Batch OCR Documents

Batch OCR documents adds text to any documents that do not contain text using any of the supported OCR languages. Each document will be handled individually using the chosen settings during the batch process. Xodo PDF Studio also introduces the ability to run OCR with two languages at once. For more information on OCRing with two languages see OCR Preferences.

What is OCR?

Optical character recognition (OCR) is the mechanical or electronic conversion of images of typed or printed text into machine-encoded searchable text data.

 

How to OCR a Batch of PDFs

  1. On the toolbar bar go to the Batch Tab > Document > OCR
  2. Set the options for the batch process.

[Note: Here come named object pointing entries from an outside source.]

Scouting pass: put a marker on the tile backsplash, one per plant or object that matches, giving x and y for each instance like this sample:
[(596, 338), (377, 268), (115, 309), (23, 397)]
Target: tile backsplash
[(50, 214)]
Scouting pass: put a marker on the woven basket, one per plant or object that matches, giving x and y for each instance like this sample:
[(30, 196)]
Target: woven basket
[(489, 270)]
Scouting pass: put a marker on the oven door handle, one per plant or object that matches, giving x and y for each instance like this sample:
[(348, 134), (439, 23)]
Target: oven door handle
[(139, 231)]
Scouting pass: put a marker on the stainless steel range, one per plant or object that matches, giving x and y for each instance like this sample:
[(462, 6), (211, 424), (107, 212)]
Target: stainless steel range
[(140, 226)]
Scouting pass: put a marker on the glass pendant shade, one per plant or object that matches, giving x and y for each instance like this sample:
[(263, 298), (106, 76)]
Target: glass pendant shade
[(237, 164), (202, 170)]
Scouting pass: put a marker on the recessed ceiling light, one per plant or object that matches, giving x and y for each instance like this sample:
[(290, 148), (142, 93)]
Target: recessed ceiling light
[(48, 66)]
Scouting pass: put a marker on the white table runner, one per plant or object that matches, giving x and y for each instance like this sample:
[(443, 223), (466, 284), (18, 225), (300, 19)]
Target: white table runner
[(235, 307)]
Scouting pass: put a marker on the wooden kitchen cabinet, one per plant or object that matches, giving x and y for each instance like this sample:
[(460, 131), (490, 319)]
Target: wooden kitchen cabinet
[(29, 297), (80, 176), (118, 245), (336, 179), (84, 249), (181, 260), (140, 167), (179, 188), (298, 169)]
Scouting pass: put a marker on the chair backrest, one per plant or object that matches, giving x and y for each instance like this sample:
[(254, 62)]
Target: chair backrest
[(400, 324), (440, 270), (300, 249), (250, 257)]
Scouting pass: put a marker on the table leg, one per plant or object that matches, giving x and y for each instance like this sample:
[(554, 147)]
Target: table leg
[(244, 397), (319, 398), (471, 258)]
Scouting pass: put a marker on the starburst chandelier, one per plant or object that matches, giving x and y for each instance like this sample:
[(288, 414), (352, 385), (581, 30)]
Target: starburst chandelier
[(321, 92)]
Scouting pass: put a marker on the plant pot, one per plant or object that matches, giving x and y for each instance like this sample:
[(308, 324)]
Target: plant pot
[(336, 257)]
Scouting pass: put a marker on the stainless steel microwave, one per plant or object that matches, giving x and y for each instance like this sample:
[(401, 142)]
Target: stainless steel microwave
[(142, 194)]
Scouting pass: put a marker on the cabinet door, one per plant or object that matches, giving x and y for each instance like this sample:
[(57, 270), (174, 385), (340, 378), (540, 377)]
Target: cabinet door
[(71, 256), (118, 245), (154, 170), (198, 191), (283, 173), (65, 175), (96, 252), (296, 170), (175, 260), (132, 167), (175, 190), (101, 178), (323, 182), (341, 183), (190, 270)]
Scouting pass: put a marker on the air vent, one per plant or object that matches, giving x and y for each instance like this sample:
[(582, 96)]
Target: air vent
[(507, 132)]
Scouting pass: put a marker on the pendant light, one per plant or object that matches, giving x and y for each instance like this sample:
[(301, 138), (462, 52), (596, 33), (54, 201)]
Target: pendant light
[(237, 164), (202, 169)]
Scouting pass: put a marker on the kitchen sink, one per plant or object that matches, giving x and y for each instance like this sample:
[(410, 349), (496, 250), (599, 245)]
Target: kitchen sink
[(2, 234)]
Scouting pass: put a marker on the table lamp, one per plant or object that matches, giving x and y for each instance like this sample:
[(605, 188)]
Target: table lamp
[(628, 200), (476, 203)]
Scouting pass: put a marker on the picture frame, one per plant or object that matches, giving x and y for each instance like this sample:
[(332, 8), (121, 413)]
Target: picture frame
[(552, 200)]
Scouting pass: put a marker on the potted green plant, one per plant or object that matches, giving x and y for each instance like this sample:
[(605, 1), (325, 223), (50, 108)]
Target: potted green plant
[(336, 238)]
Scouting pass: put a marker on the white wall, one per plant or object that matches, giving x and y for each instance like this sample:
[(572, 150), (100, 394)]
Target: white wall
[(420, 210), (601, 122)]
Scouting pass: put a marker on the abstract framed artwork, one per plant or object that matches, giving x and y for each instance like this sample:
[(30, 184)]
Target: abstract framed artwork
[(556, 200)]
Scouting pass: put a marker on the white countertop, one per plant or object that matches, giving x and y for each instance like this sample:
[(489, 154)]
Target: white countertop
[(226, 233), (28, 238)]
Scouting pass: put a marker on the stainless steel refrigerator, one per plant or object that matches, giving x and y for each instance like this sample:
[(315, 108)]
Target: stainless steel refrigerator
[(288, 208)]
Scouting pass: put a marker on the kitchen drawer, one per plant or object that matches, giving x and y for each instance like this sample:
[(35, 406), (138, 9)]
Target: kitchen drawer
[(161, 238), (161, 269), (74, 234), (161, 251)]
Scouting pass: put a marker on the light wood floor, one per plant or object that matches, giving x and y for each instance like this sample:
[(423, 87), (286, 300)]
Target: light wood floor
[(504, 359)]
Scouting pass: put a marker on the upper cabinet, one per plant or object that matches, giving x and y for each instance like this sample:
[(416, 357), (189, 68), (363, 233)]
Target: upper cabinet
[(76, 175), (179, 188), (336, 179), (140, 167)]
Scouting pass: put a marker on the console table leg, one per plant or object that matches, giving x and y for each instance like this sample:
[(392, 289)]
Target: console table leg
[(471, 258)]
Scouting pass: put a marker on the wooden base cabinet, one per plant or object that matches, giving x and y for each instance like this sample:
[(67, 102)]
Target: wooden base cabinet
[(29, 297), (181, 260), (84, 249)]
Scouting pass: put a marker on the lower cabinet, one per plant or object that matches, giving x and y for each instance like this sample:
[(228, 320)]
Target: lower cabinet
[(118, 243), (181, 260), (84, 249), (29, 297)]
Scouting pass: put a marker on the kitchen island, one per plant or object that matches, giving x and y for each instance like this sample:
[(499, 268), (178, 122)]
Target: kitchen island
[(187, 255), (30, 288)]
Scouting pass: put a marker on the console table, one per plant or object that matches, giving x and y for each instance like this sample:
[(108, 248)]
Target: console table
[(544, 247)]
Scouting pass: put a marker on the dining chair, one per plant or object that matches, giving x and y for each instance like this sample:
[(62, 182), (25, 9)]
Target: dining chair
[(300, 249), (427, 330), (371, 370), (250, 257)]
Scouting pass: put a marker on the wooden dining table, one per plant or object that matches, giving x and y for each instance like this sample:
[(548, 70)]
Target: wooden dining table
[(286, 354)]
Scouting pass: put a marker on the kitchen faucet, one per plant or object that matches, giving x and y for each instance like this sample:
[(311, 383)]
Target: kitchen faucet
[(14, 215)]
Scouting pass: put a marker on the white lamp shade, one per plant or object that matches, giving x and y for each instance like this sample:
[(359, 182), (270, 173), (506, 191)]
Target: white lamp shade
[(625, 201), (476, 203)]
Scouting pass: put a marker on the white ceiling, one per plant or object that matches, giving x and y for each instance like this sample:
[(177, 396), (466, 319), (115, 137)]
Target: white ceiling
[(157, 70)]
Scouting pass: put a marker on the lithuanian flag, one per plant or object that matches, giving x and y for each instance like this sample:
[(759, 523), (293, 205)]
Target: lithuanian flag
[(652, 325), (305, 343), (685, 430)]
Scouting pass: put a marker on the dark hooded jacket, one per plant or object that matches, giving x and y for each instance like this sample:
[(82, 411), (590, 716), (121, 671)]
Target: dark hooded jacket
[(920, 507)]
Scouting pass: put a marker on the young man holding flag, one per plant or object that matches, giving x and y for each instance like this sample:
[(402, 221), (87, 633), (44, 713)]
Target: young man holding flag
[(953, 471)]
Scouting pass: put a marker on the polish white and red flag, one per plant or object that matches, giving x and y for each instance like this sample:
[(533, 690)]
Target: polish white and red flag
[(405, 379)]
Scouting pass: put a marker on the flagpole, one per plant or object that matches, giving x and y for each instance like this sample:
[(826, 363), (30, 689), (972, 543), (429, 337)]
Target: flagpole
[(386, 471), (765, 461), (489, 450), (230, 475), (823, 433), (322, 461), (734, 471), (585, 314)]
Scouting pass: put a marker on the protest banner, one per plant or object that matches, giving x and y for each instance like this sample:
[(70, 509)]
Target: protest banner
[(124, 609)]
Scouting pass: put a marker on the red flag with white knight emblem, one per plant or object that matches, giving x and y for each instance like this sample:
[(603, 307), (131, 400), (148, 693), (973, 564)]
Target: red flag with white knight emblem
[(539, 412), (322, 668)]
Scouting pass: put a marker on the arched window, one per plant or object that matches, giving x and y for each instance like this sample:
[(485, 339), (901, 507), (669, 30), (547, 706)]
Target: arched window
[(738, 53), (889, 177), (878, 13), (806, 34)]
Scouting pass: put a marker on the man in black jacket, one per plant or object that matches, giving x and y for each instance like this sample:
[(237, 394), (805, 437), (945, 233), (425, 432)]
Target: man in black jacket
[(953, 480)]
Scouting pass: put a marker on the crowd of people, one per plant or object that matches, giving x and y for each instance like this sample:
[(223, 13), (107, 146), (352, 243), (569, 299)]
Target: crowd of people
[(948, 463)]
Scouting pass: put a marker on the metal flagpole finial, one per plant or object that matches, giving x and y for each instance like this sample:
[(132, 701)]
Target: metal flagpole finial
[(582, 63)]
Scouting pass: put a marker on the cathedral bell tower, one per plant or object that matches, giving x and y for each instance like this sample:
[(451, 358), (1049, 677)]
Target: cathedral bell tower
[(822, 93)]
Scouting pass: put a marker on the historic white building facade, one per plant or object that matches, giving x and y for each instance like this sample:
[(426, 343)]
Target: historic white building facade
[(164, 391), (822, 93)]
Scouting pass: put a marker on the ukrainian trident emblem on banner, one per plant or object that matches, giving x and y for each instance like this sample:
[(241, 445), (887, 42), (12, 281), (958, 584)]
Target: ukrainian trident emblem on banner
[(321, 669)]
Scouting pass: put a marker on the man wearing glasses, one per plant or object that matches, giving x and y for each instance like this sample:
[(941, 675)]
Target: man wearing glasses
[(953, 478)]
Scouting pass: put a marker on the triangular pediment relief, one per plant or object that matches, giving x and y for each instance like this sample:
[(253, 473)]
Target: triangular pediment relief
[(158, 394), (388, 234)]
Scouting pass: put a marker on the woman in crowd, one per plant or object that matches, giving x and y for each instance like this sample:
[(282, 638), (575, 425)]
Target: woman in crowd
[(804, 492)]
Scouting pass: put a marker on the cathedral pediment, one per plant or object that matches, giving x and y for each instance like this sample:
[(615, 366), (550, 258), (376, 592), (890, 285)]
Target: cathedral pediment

Additional details for each of the settings are available below.
    • Select a language from the drop down or click on Download OCR Languages to download a new one.
    • Choose additional OCR options
    • Using the File List select the files that need to be processed
    • Set the destination settings for the processed batch files
    • If needed, set any open passwords to be attempted when processing files
  3. Once all of the settings are complete, click on Start... to begin the batch process.

 

Batch OCR Settings

Select Language

Language - Select the language to OCR the documents with

Download OCR Languages - Opens the language download manager

Discard Invisible Text - Removes any previous OCR text that has been added to the page.

Auto Deskew Images - When checked, if the document’s text/images are slanting too far in one direction or is misaligned, Xodo PDF Studio will attempt to auto-rotate the document so that the alignment is corrected.

File List

Add Files - Displays a file chooser to add individual files to the list.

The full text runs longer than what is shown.